1. What is Simple Linear Regression?

**Simple Linear Regression** is a statistical and machine learning method used to model the relationship between **one independent variable (X)** and **one dependent variable (Y)** by fitting a straight line to the data.

It assumes that the relationship between X and Y is **linear**.

### Mathematical Equation

[
Y = mX + c
]
Where:

* **Y** = dependent variable (output)
* **X** = independent variable (input)
* **m** = slope (change in Y for a one-unit change in X)
* **c** = intercept (value of Y when X = 0)

### Purpose

* To **predict** the value of Y based on X
* To **understand** how changes in X affect Y

### Example

Predicting **house price (Y)** based on **house size (X)**.

### Key Points (Short)

* Uses **one input variable**
* Fits a **straight line**
* Based on minimizing **error (least squares method)**
* Widely used for **prediction and trend analysis**


2. What are the key assumptions of Simple Linear Regression?

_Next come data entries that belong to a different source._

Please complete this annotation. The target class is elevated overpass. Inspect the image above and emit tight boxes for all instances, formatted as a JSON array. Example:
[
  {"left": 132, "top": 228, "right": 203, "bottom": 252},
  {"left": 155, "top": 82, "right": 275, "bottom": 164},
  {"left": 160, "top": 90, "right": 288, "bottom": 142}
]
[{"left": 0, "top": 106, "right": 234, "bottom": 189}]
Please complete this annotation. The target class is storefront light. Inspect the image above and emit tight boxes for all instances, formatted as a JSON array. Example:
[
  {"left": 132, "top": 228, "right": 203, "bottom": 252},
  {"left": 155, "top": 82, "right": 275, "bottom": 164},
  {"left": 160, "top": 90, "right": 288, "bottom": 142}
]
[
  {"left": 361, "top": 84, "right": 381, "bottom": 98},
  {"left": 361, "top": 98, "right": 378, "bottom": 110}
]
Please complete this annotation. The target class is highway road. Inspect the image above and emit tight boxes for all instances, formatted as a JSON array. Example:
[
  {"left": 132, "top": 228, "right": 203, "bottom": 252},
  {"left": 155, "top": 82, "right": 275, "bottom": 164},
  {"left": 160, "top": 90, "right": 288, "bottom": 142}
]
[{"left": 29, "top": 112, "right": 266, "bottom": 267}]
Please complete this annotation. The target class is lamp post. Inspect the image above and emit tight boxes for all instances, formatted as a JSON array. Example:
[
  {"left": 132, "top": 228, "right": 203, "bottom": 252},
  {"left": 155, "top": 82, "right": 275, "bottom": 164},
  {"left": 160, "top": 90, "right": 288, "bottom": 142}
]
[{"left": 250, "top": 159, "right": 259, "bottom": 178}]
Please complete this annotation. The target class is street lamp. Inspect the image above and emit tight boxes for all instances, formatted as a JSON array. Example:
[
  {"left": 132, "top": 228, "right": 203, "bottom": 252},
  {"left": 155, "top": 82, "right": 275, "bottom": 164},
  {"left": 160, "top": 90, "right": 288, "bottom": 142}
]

The **key assumptions of Simple Linear Regression** are:

1. **Linearity**
   The relationship between the independent variable (X) and dependent variable (Y) is linear.

2. **Independence**
   Observations are independent of each other (no correlation between errors).

3. **Homoscedasticity**
   The variance of errors is constant across all values of X.

4. **Normality of Errors**
   The residuals (errors) are normally distributed.

5. **No or Minimal Outliers**
   There are no extreme outliers that strongly influence the regression line.



3. What is heteroscedasticity, and why is it important to address in regression models?

**Heteroscedasticity** occurs in a regression model when the **variance of the error terms (residuals) is not constant** across all levels of the independent variable(s).

### In Simple Terms

As X changes, the spread of errors increases or decreases instead of remaining uniform.

### Why It Is Important to Address

* **Biased standard errors** → incorrect confidence intervals
* **Unreliable hypothesis tests** → t-tests and p-values become misleading
* **Inefficient estimates** → coefficients are still unbiased but not optimal
* **Poor model interpretation** → predictions at some X values become less reliable

### Common Causes

* Presence of outliers
* Skewed data
* Incorrect model specification
* Large differences in scale of variables

### How to Detect

* Residual vs fitted value plots
* Breusch–Pagan test
* White test

### How to Fix

* Apply transformations (log, square root)
* Use **Weighted Least Squares (WLS)**
* Use **robust standard errors**
* Add missing variables


4. What is Multiple Linear Regression?

**Multiple Linear Regression (MLR)** is a statistical technique used to model the relationship between **one dependent variable (Y)** and **two or more independent variables (X₁, X₂, …, Xₙ)**.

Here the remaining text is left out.